Before she could change her body, the actress had to change her mind-set. “I began to really look into not what I was eating, but what was eating me,” she explains. “I realized I was an emotional eater. And then I decided that I was going to find a program that worked for me. That’s important – if you try to do something that doesn’t work for your mental way of looking at food, then you are going to fail. I tried them all – I tried Weight Watchers, not enough food for the Kitty Cat. It’s scary when all you think about is your next meal. It’s a great, great program, but it didn’t work for me because it didn’t have enough food for me. Then, I tried Atkins, but I can’t live without carbohydrates. Again, I was obsessing over my next meal – and what wasn’t going to be in it. And then I got onto the Somersizing.”
The plan helped Hickland deal with her weakness: a sweet tooth. “You have to give up sugar, which for me, desserts are a food group and the thought of that was just unbearable. Suzanne Somers gives you recipes. She shows you how to make a sugar-free cheesecake, you can buy her chocolate bars that are sugar-free and all that. I went on her diet and it was very successful for me. I lost 25 pounds.”
But it wasn’t over there. Hickland says, “Then, I had to flip the switch in my head about working out. I got the weight off first, because I was too embarrassed to go into a gym; I just felt schlumpy.” She suggests, “If you can do just the treadmill while you’re dieting, it’s good, it speeds up the process. I decided I was going to love going to the gym. It was going to be part of my day that was for me.”
Hickland employed plenty of visualization. “I imagined my body in a different way. I pictured my body in a pair of little jeans with my ass looking really fine in them. I imagined that I would buy a bikini and go to the beach. I imagined myself looking great on TV and people going, “Hey, how’d you do that?’ So, I could say, ‘Well, I did it like this and you can, too!’ It has to be mind, body, spirit – you can’t have any change in your life if you don’t have those three things working.”

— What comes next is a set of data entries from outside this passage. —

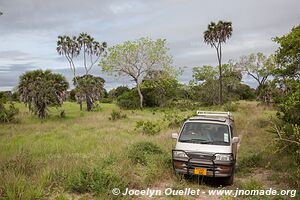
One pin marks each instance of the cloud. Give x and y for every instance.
(29, 29)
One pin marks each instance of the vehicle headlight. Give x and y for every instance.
(223, 157)
(179, 154)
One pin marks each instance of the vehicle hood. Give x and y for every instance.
(207, 148)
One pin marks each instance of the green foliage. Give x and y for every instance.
(175, 119)
(250, 161)
(231, 106)
(7, 114)
(186, 104)
(137, 59)
(159, 88)
(245, 92)
(251, 184)
(286, 75)
(41, 89)
(115, 115)
(83, 180)
(89, 88)
(114, 93)
(205, 86)
(128, 100)
(139, 152)
(215, 35)
(148, 127)
(19, 188)
(287, 55)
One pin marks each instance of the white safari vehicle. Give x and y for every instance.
(207, 145)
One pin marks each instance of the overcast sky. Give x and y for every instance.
(29, 30)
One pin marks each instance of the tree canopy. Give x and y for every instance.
(215, 35)
(40, 89)
(136, 59)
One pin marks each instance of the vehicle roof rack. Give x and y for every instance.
(215, 114)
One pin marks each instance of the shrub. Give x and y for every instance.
(230, 106)
(148, 127)
(184, 105)
(106, 100)
(253, 160)
(128, 100)
(93, 180)
(175, 120)
(8, 114)
(138, 152)
(116, 115)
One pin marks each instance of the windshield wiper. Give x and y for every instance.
(201, 141)
(219, 142)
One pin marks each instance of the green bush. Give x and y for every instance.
(116, 115)
(250, 161)
(185, 105)
(138, 152)
(230, 106)
(148, 127)
(128, 100)
(84, 180)
(106, 100)
(8, 114)
(175, 120)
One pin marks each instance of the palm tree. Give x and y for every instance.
(68, 47)
(215, 35)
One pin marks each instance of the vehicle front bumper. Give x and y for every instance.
(198, 160)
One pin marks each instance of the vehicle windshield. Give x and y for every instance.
(205, 133)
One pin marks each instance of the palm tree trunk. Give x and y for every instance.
(140, 94)
(89, 103)
(219, 54)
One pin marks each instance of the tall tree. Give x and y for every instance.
(260, 68)
(136, 59)
(215, 35)
(90, 88)
(91, 50)
(40, 89)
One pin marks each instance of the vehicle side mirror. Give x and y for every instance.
(235, 139)
(174, 135)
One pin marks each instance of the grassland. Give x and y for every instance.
(84, 155)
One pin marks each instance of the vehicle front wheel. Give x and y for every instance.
(229, 180)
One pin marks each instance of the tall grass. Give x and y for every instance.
(88, 154)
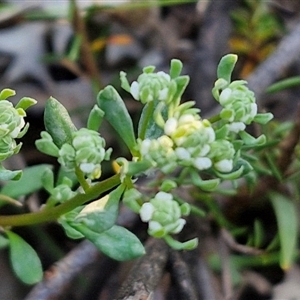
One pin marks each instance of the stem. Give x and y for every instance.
(86, 53)
(81, 179)
(214, 119)
(148, 115)
(55, 212)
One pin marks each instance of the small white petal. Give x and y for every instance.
(163, 196)
(163, 94)
(236, 127)
(170, 126)
(182, 153)
(135, 90)
(224, 165)
(224, 96)
(146, 212)
(180, 225)
(210, 133)
(204, 151)
(202, 163)
(164, 75)
(154, 226)
(145, 146)
(87, 167)
(188, 118)
(253, 112)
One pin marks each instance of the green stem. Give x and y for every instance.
(214, 119)
(148, 115)
(55, 212)
(81, 179)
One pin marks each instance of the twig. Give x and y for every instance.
(267, 72)
(59, 276)
(88, 59)
(225, 266)
(287, 146)
(181, 277)
(233, 245)
(146, 273)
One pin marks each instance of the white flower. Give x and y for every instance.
(182, 153)
(163, 94)
(163, 196)
(146, 212)
(87, 167)
(164, 75)
(236, 127)
(202, 163)
(210, 133)
(204, 150)
(135, 90)
(224, 165)
(170, 126)
(225, 96)
(154, 226)
(145, 146)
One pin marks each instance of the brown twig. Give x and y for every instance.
(87, 57)
(59, 276)
(273, 67)
(146, 273)
(287, 146)
(181, 277)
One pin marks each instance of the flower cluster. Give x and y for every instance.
(12, 124)
(86, 151)
(163, 215)
(238, 102)
(151, 86)
(188, 141)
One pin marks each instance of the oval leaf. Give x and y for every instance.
(118, 243)
(226, 66)
(117, 115)
(25, 262)
(286, 215)
(30, 182)
(58, 122)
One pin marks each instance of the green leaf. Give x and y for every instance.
(284, 84)
(181, 82)
(4, 242)
(147, 127)
(188, 245)
(58, 122)
(124, 82)
(287, 222)
(118, 243)
(46, 145)
(95, 118)
(25, 103)
(6, 93)
(9, 175)
(30, 182)
(100, 215)
(25, 261)
(66, 222)
(208, 185)
(226, 66)
(251, 141)
(176, 68)
(263, 118)
(259, 233)
(117, 115)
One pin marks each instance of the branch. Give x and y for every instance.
(146, 273)
(271, 69)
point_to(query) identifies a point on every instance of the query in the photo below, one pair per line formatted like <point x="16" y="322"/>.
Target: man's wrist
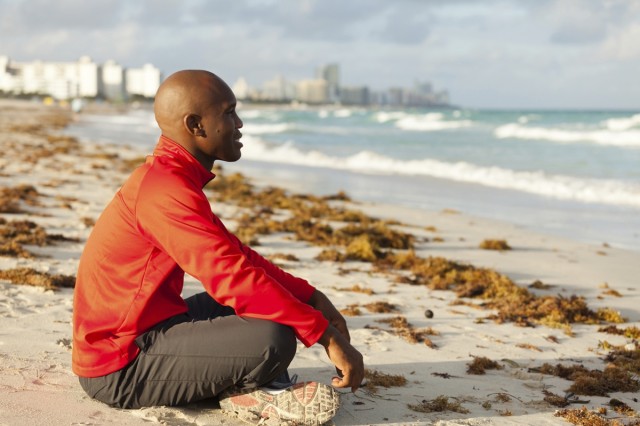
<point x="328" y="336"/>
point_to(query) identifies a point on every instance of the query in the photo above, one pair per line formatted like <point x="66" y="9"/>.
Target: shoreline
<point x="75" y="181"/>
<point x="587" y="222"/>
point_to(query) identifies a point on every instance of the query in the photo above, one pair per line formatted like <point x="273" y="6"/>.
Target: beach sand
<point x="62" y="186"/>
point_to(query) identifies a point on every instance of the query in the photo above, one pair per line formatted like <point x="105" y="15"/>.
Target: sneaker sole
<point x="307" y="403"/>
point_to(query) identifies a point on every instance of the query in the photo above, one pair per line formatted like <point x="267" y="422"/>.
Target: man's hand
<point x="345" y="357"/>
<point x="322" y="303"/>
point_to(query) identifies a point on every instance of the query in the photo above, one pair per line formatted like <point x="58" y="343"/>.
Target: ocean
<point x="574" y="174"/>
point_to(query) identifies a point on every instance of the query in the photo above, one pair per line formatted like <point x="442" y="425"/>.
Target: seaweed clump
<point x="10" y="198"/>
<point x="376" y="378"/>
<point x="631" y="332"/>
<point x="29" y="276"/>
<point x="438" y="404"/>
<point x="584" y="417"/>
<point x="593" y="382"/>
<point x="404" y="329"/>
<point x="14" y="234"/>
<point x="499" y="245"/>
<point x="481" y="364"/>
<point x="512" y="303"/>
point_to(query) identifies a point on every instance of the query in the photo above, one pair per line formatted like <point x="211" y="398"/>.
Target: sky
<point x="504" y="54"/>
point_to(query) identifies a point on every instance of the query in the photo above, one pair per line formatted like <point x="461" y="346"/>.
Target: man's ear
<point x="193" y="124"/>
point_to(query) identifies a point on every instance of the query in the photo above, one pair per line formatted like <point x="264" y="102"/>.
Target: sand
<point x="75" y="181"/>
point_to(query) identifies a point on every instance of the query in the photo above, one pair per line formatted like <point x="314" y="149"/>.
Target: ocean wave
<point x="261" y="129"/>
<point x="429" y="123"/>
<point x="556" y="186"/>
<point x="629" y="138"/>
<point x="386" y="116"/>
<point x="622" y="124"/>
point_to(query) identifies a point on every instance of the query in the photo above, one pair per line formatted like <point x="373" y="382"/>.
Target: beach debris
<point x="29" y="276"/>
<point x="499" y="245"/>
<point x="585" y="417"/>
<point x="480" y="364"/>
<point x="631" y="332"/>
<point x="445" y="375"/>
<point x="512" y="303"/>
<point x="351" y="310"/>
<point x="622" y="408"/>
<point x="357" y="289"/>
<point x="529" y="346"/>
<point x="288" y="257"/>
<point x="11" y="198"/>
<point x="539" y="285"/>
<point x="401" y="327"/>
<point x="439" y="404"/>
<point x="613" y="378"/>
<point x="375" y="378"/>
<point x="16" y="233"/>
<point x="555" y="400"/>
<point x="381" y="307"/>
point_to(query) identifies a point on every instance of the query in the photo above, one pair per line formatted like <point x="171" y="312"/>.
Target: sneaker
<point x="306" y="403"/>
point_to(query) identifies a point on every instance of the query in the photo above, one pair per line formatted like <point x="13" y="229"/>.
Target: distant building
<point x="241" y="89"/>
<point x="278" y="90"/>
<point x="113" y="81"/>
<point x="312" y="91"/>
<point x="331" y="74"/>
<point x="143" y="81"/>
<point x="81" y="79"/>
<point x="355" y="95"/>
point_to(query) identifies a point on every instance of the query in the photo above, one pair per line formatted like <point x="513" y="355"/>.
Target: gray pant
<point x="195" y="356"/>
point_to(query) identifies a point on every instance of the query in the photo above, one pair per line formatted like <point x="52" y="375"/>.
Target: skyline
<point x="579" y="54"/>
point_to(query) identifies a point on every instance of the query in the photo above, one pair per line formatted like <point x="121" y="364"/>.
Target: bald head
<point x="185" y="93"/>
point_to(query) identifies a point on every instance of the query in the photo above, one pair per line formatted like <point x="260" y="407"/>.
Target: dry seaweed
<point x="584" y="417"/>
<point x="628" y="360"/>
<point x="555" y="400"/>
<point x="357" y="289"/>
<point x="500" y="245"/>
<point x="14" y="234"/>
<point x="376" y="378"/>
<point x="438" y="405"/>
<point x="481" y="364"/>
<point x="404" y="329"/>
<point x="593" y="382"/>
<point x="29" y="276"/>
<point x="351" y="311"/>
<point x="622" y="408"/>
<point x="10" y="198"/>
<point x="381" y="307"/>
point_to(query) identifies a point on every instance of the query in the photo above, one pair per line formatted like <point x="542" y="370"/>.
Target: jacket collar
<point x="167" y="146"/>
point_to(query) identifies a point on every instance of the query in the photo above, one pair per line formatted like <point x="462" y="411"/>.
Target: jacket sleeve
<point x="175" y="216"/>
<point x="300" y="288"/>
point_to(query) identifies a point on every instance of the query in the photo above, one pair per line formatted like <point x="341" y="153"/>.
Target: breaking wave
<point x="557" y="186"/>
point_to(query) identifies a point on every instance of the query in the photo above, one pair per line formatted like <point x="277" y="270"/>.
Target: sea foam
<point x="605" y="191"/>
<point x="626" y="138"/>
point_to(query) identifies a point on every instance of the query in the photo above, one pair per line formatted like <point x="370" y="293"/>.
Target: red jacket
<point x="158" y="226"/>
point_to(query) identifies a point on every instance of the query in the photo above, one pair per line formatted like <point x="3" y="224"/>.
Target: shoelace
<point x="280" y="383"/>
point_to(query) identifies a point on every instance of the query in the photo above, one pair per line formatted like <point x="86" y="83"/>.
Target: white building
<point x="241" y="89"/>
<point x="312" y="91"/>
<point x="113" y="81"/>
<point x="81" y="79"/>
<point x="278" y="89"/>
<point x="143" y="81"/>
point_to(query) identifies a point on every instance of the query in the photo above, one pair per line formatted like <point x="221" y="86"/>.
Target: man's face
<point x="220" y="123"/>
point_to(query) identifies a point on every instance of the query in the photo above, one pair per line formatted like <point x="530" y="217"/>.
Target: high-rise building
<point x="143" y="81"/>
<point x="331" y="74"/>
<point x="312" y="91"/>
<point x="113" y="81"/>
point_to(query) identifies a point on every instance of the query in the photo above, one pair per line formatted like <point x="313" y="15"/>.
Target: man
<point x="137" y="343"/>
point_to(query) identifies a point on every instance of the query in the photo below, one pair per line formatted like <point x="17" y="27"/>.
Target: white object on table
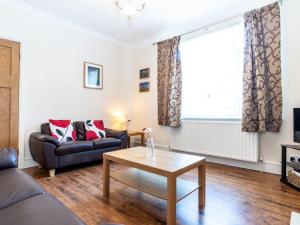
<point x="295" y="219"/>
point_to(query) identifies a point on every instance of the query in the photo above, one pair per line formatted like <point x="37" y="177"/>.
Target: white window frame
<point x="203" y="31"/>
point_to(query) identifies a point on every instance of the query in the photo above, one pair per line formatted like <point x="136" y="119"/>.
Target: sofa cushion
<point x="16" y="186"/>
<point x="45" y="129"/>
<point x="94" y="129"/>
<point x="74" y="147"/>
<point x="80" y="130"/>
<point x="41" y="209"/>
<point x="62" y="130"/>
<point x="107" y="143"/>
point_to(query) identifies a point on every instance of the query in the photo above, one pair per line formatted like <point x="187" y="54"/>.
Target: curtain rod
<point x="213" y="24"/>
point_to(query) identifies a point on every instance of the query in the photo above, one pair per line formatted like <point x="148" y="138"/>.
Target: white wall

Hickland’s encouragement for others who want to get slim is: “Look in the mirror and tell yourself that though you love yourself, you want to change the things that are making you feel bad. In the beginning of my journey, I was not so gently and kind with myself. I looked in the mirror and said, “You have to give up the desserts, you big old hog.’ That’s how I talked to myself and I don’t talk to myself that way now. The minute I started to speak to myself in a loving way and visualizing and journaling and writing about my feelings, I began to get some results. And don’t be in a hurry about it. Tackle one thing at a time. If you fall down, that’s all right, dust yourself off and start over.”